Menschenrechtsorganisationen und religiöse Organisationen werden überprüft

Russland: Organisationen überprüft

Menschenrechtsorganisationen und religiöse Organisationen werden überprüft

Hunderte religiöse Gemeinschaften in Russland werden im Rahmen einer Überprüfung von Nichtregierungsorganisationen (NGOs) von Beamten überprüft. Die Art der Überprüfung ist verschieden, von einfachen telefonischen Aufforderungen, Urkunden vorzulegen, bis zu umfassenden und wiederholten Durchsuchungen. „Das war nicht nur eine Initiative des Staatsanwalts“ erklärte der Moskauer Rechtsanwalt Konstantin Andreyev. „Das hat politische Hintergründe.“ In diesem Zusammenhang ist anzumerken, dass die neuen Bestimmungen über die Finanzierung von NGOs, in welchen einige dieser Organisationen als „ausländische Agenten“ eingestuft werden, laut Gesetz für religiöse Organisationen nicht gelten. Die Überprüfungen von NGOs sind offensichtlich darauf ausgerichtet, eine mögliche ausländische Unterstützung für Initiativen der politischen Opposition aufzudecken.
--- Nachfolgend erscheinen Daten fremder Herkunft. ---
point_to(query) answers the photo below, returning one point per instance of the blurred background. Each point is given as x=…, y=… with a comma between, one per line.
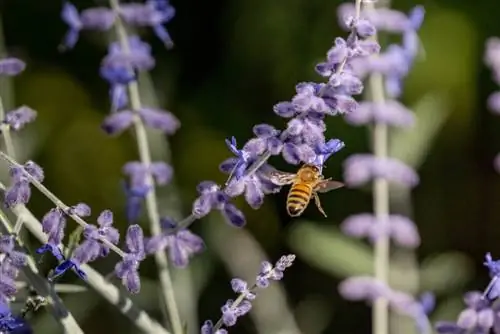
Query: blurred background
x=233, y=60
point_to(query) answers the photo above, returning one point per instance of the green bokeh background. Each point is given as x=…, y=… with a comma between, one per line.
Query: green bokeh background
x=232, y=62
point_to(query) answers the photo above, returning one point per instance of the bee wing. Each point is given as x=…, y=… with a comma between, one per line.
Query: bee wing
x=327, y=185
x=280, y=178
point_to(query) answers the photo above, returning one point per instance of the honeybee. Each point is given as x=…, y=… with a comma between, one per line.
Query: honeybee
x=306, y=183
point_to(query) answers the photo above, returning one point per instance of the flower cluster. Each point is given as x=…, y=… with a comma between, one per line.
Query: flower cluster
x=391, y=65
x=232, y=310
x=482, y=312
x=152, y=13
x=302, y=141
x=369, y=289
x=492, y=60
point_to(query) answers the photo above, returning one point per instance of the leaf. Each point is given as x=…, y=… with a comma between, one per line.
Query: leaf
x=330, y=250
x=430, y=112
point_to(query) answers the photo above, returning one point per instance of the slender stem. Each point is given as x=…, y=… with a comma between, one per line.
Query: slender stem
x=103, y=287
x=151, y=201
x=60, y=204
x=41, y=286
x=380, y=207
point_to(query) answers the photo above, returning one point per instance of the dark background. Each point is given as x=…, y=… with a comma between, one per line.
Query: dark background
x=233, y=60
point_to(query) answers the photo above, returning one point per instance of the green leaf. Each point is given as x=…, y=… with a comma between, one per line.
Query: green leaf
x=431, y=113
x=330, y=250
x=445, y=272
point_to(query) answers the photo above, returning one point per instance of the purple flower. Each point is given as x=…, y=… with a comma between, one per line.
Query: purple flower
x=212, y=197
x=99, y=18
x=391, y=113
x=54, y=225
x=117, y=122
x=208, y=328
x=478, y=317
x=361, y=168
x=137, y=188
x=11, y=66
x=127, y=268
x=20, y=191
x=181, y=246
x=13, y=259
x=94, y=235
x=153, y=13
x=160, y=120
x=401, y=229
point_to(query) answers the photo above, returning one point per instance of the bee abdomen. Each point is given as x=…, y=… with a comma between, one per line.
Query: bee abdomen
x=298, y=198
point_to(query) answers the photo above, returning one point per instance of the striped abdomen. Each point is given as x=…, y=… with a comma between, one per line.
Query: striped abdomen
x=298, y=198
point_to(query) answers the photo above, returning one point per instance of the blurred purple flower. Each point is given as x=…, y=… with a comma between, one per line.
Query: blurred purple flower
x=152, y=13
x=361, y=168
x=212, y=197
x=99, y=18
x=11, y=66
x=127, y=268
x=20, y=190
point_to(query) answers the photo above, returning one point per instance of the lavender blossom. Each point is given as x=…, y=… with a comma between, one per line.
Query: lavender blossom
x=233, y=309
x=137, y=188
x=11, y=66
x=10, y=323
x=181, y=245
x=20, y=191
x=480, y=316
x=127, y=268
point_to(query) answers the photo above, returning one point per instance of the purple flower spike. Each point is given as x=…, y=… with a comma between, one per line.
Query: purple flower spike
x=10, y=323
x=118, y=122
x=391, y=113
x=11, y=66
x=208, y=328
x=18, y=193
x=80, y=209
x=233, y=310
x=181, y=245
x=98, y=18
x=14, y=259
x=153, y=13
x=138, y=58
x=127, y=269
x=363, y=167
x=162, y=172
x=71, y=17
x=53, y=224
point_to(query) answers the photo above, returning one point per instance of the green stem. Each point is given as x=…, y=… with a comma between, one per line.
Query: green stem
x=60, y=204
x=151, y=201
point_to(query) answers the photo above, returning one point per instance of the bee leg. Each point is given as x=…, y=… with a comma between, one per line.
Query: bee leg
x=318, y=204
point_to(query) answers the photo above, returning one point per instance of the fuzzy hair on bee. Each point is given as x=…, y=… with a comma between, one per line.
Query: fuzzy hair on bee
x=306, y=183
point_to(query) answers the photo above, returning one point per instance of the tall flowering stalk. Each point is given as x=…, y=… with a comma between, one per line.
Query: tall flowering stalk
x=126, y=57
x=482, y=312
x=384, y=73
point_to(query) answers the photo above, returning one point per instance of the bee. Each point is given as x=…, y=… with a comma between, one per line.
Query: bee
x=306, y=183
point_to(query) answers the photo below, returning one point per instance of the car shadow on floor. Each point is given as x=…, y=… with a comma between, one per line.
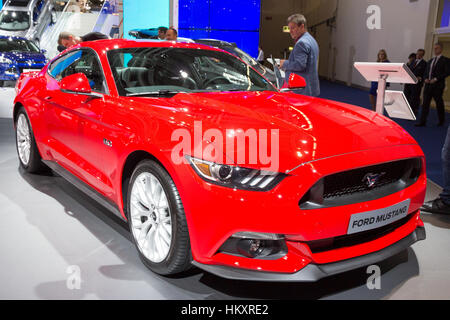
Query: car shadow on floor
x=195, y=284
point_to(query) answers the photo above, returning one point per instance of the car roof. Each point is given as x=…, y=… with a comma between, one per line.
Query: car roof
x=13, y=37
x=216, y=42
x=19, y=5
x=100, y=45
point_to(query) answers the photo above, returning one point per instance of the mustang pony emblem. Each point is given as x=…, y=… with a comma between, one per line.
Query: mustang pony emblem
x=372, y=178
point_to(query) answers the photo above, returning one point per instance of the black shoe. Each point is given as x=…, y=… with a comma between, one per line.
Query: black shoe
x=436, y=206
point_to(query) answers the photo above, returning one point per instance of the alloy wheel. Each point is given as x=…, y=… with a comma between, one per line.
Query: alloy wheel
x=151, y=221
x=23, y=139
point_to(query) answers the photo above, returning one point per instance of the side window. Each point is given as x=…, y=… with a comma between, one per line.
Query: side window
x=81, y=61
x=37, y=10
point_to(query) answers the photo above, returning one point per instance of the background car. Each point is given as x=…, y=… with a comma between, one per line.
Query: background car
x=26, y=18
x=345, y=191
x=18, y=55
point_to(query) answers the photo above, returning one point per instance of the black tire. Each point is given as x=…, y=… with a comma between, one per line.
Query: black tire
x=179, y=257
x=35, y=164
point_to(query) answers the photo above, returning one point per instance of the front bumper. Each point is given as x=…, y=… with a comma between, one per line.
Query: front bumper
x=314, y=272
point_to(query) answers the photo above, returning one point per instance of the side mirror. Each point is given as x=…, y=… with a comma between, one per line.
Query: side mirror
x=296, y=82
x=78, y=83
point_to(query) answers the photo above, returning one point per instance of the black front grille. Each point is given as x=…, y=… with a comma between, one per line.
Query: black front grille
x=357, y=238
x=362, y=184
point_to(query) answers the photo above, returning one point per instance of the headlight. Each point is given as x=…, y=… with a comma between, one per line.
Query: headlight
x=236, y=177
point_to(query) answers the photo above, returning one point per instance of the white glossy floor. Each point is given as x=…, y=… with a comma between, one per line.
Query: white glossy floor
x=47, y=226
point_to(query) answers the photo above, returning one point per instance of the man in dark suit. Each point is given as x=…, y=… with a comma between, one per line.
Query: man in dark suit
x=419, y=68
x=408, y=90
x=435, y=74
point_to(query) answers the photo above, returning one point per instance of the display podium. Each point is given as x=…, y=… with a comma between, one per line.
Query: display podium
x=397, y=106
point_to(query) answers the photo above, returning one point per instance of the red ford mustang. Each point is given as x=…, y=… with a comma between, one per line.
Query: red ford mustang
x=212, y=166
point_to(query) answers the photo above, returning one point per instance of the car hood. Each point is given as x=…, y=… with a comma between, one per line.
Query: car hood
x=33, y=56
x=309, y=129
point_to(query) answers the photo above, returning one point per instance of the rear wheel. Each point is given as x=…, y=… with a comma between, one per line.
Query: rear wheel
x=27, y=150
x=157, y=220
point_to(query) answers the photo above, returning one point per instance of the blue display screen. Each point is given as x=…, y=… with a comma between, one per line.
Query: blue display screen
x=235, y=21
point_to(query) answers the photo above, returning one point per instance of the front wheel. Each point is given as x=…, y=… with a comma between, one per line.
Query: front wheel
x=27, y=150
x=53, y=17
x=157, y=220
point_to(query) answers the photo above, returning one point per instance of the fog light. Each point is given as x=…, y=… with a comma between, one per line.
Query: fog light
x=255, y=245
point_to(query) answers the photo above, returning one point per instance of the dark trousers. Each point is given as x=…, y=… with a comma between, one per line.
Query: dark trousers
x=416, y=90
x=435, y=92
x=445, y=195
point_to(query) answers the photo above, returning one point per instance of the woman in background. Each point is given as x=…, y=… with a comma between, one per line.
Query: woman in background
x=382, y=57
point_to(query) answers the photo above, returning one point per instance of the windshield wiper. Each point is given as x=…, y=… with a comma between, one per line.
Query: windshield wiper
x=159, y=93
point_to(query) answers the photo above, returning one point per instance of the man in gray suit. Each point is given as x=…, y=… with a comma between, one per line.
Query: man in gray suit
x=304, y=58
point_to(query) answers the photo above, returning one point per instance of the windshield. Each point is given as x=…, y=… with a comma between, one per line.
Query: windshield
x=14, y=20
x=148, y=70
x=21, y=45
x=243, y=55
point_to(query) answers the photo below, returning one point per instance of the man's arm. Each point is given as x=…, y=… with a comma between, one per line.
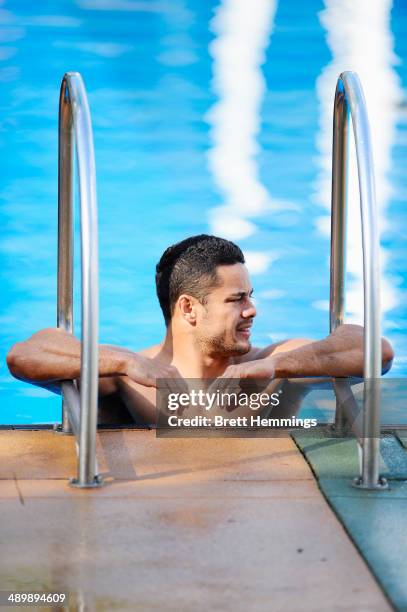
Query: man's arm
x=52, y=355
x=340, y=354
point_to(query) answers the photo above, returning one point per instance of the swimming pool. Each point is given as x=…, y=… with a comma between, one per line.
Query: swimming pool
x=207, y=117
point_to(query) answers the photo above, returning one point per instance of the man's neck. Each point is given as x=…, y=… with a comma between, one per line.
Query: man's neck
x=190, y=359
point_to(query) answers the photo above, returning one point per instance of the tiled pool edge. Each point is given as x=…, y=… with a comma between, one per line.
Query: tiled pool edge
x=375, y=521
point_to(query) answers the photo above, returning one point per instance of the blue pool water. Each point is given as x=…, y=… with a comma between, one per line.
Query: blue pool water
x=208, y=117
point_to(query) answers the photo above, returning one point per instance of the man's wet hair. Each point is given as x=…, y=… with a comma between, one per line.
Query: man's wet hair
x=190, y=266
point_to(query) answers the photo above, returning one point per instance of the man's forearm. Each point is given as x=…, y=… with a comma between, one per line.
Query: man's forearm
x=340, y=354
x=53, y=354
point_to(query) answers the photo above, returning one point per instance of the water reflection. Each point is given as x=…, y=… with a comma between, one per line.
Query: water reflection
x=242, y=35
x=360, y=40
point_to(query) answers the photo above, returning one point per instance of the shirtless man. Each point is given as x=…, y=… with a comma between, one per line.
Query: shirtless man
x=205, y=294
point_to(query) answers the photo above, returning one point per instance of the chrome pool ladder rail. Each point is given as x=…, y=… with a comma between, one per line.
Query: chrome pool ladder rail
x=79, y=408
x=350, y=101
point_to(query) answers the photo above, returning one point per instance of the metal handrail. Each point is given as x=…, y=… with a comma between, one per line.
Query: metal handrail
x=350, y=100
x=79, y=410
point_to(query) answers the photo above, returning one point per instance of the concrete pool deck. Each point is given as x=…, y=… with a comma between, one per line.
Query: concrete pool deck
x=183, y=524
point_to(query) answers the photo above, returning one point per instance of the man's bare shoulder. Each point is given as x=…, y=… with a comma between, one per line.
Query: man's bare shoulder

In einigen Fällen dürften religiöse Organisationen aufgrund ihrer Verbindungen zum Ausland kontrolliert worden sein, so etwa die katholische Caritas und die Kirche Jesu Christi der Heiligen der Letzten Tage (Mormonen).  Unter den kontrollierten NGOs befinden sich angesehene internationale Menschenrechtsorganisationen wie Amnesty International, Human Rights Watch, die Moskauer Helsinki Gruppe, die russischen Menschenrechtsorganisationen Memorial und Agora, aber auch kulturelle Organisationen wie das Goetheinstitut, das dänische Kulturinstitut und Alliance Française. Kontrollen religiöser Organisationen betrafen neben Katholiken unter anderem auch Protestanten, vom Moskauer Patriarchat unabhängige Orthodoxe, Muslime und Zeugen Jehovas. Etwa 100 Gemeinden des in ganz Russland tätigen, von Bischof Eduard Grabovenko geleiteten Bundes der Pfingstgemeinden wurden kontrolliert, so eine Schätzung von Ivan Borichevsky, dem Assistenten Bischofs. Von dem unter der Leitung von Bischof Sergei Ryakhovsky stehenden Bund von Pfingstgemeinden waren 300 Ortsgemeinden betroffen.

 

Den rechtlichen Hintergrund zu diesen Maßnahmen bilden die Änderungen des Gesetzes über nicht kommerzielle Organisationen von 1996, welche sogenannte „ausländische Agenten“ betreffen. Aufgrund dieser Gesetzesänderung müssen sich alle NGOs, die Gelder oder Vermögenswerte von ausländischen Quellen beziehen und in Russland politische Aktivitäten entfalten, als „ausländische Agenten“ registrieren lassen. „Politische Aktivität“ wird sehr umfassend definiert als „Bildung der öffentlichen Meinung im Hinblick auf die Beeinflussung von Entscheidungen, die von Staatsorganen getroffen werden.“ Es wird jedoch ausdrücklich festgelegt, dass dies kulturelle Aktivitäten, die Verhütung von Krankheiten, Verteidigung von Kindern oder Bürgern, soziale Unterstützung oder Umweltschutz nicht mit einschließt. Eine weitere Gesetzesänderung verpflichtet NGOs, die Gelder oder Vermögenswerte aus dem Ausland erhalten, den staatlichen Behörden separate Aufzeichnungen über die aus dem Ausland erhaltenen Mittel vorzulegen, unabhängig davon ob sie politische Aktivitäten entfalten oder nicht. Religiöse Organisationen sind ausdrücklich von beiden Gesetzesänderungen ausgenommen.